Try it on (i was going to say the worst door...) any door, as it sounds like they all need something doing with them. A lick of paint and some new door handles and they'll look like new..... trust me we've done it twice now. (when we moved in 12 yrs ago the fitted kitchen was old then.... very 1980's dark oak. Cleaned, quick rub down, primer, topcoat, new handles.... WOW..!! Dark oak turned into cream. Then 6 years later another top coat of v light blue and new handles again... bammm new look kitchen again..!)



Nick


oh.... remove door from carcass, remove handles and remove hinge.... makes it all soooo much easier


----------



## Mike.S (16 Jul 2014)

I suspect removing that foil/vinyl covering and glue will be very difficult. If the skins aren't too widely damaged then it may be worthwhile just removing/planing/sanding the loose skin and fill the holes with a good 2 part filler and sand flush. A good primer (e.g. Zinsser BIN) should cover the vinyl skin and filler, ready for a finish coat of choice. 

Alternatively, if they're overlay doors and any drawers etc are also to be refinished, then fix 3mm MDF as a veneer over the surfaces, flush trim bit to edges (fill and paint or apply iron on veneer) and they're ready for finishing. 

HTH.


----------



## KevM (17 Jul 2014)

Thanks for the advice guys.

Yes it's the doors/drawers that surround the oven that have suffered - the rest look like they'll clean up pretty well with some degreaser, I'm planning to use some Virosol for that.

I like the idea of trying to fill/patch to start with and see where that gets me - any tips for gluing the vinyl wrap back down, will some gentle warming and pressure do the trick?

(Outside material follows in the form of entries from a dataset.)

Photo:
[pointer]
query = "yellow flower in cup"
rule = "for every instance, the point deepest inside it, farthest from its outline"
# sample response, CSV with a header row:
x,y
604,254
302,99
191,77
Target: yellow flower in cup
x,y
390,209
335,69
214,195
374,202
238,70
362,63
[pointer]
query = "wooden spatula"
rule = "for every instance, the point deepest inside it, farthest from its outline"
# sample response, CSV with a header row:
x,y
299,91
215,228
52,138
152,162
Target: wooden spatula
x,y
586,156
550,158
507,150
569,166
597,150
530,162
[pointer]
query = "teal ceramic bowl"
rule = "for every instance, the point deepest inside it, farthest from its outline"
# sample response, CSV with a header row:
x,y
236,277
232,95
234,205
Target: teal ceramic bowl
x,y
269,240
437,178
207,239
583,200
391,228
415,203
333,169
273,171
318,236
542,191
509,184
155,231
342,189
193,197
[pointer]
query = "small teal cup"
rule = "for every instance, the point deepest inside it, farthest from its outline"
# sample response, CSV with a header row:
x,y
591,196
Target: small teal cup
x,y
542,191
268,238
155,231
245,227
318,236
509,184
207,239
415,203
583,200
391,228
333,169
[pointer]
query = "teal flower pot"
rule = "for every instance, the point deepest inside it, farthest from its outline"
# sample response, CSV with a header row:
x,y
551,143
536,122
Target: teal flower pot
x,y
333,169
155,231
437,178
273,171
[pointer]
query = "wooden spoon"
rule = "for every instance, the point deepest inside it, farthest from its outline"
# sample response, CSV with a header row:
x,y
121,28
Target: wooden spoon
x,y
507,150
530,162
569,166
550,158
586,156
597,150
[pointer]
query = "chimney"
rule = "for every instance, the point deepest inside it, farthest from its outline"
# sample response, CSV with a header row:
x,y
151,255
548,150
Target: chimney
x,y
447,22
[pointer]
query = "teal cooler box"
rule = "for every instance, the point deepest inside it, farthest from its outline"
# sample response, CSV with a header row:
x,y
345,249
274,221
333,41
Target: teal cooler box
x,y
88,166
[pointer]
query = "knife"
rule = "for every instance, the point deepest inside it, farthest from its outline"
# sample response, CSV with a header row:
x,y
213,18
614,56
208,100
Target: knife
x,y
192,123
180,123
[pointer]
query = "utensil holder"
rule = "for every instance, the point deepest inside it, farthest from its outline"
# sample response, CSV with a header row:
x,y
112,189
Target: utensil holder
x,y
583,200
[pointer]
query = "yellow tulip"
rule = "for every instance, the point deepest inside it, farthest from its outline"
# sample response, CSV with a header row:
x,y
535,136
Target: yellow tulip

I've got a venerable but fantastic Raychem heat gun I rescued from oblivion in a skip a few years back, it's got controllable heat so I may be able to just tickle it - although I'm not planning to do anything with heat over the next few days - it's officially "_Scorchio - brrr!_" 

I've got a feeling this whole episode could end up falling into the category of '_why did I ever start?_', but nothing ventured nothing gained.

Thanks again all!


----------